The Pentagon said on Thursday that the U.S. military has deployed more heavy bombers and fighter jets to protect U.S. and coalition forces that have withdrawn from Afghanistan. So far, the US and coalition forces have not been directly attacked.
“Less than one week in, the drawdown is going according to plan,” Defense Secretary Lloyd Austin told reporters.
Pentagon Joint Chiefs Chairman Mark Milley said that to defend the departing troops, six B-52 long range bombers and 12 F-18 fighters have been ordered to supply contingency support.
He said that while the Taliban insurgents groups launch between 80 and 120 attacks every day against Afghan government targets, since the withdrawal began on May 1 “there have been no attacks against US and coalition forces.”
After the attack on September 11, 2001, nearly 20 years after the invasion of the country to remove the Taliban and hunt down Al Qaeda, last month US President Joe Biden ordered the final evacuation of 2,500 U.S. service personnel and 16,000 civilian contractors.
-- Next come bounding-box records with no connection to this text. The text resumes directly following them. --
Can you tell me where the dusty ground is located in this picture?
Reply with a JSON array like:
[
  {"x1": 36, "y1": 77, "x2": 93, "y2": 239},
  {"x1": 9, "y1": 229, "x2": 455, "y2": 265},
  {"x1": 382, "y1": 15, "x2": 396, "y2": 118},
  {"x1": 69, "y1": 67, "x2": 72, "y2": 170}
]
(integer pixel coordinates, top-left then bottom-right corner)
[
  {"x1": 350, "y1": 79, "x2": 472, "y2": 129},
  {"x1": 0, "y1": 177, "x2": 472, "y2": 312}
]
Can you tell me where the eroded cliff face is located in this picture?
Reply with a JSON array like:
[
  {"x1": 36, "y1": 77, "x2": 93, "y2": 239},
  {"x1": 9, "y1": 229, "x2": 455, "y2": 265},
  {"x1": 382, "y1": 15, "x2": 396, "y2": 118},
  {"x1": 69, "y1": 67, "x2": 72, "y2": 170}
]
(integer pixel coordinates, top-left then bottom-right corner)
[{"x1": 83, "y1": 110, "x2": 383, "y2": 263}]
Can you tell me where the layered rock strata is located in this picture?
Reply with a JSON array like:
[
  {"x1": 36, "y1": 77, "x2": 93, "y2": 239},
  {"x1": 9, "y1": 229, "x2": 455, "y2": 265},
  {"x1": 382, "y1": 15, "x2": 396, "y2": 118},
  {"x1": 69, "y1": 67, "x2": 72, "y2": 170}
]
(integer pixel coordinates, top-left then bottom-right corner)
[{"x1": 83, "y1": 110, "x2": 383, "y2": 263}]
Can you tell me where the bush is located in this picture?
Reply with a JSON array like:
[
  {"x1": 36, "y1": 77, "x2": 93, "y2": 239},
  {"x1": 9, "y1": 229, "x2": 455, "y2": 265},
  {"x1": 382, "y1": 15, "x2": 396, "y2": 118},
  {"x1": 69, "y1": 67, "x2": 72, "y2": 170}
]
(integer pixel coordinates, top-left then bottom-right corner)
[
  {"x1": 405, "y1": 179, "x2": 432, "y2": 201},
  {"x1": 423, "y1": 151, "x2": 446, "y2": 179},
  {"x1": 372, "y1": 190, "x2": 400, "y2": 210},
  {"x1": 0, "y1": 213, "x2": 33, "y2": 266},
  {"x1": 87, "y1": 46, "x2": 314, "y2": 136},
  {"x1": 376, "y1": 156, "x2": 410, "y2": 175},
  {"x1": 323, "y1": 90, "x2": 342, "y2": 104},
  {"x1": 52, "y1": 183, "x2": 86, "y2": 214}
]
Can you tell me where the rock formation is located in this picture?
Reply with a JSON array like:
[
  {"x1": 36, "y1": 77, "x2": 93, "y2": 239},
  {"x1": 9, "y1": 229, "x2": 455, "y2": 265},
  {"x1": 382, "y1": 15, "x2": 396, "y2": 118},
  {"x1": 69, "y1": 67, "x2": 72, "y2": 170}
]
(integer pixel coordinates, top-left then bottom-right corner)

Quotient.
Biden set a deadline for this year’s anniversary of the September 11 attacks.
Austin and Millley emphasized that although the United States continues to work closely with the Afghan security forces, the relationship between the two countries will change with the withdrawal of troops.
Austin said that U.S. support will continue through funding and “horizon logistics,” which is military support for U.S. bases and ships hundreds of miles away.
Millley emphasized that with the widespread expectation that the Taliban might seize power from the government after the United States withdraws, the demise of the Afghan forces should not be used as a presumption.
“The Afghan National Security Forces and the Government of Afghanistan at this time remain cohesive,” Milley said. “The president of the United States intent is to support both.”
Milley added the United States is in ongoing talks with the Afghan government on how to keep its air force going to provide effective support to government troops on the ground.
The Afghan air force depends heavily on foreign technicians who are included in the 16,000 contractors that are being pulled out.
“A lot of that is going to be dependent on the security conditions ont he ground,” said Milley.
“The intent is to keep the Afghan air force in the air, and to provide them with continued maintenance support,” he said.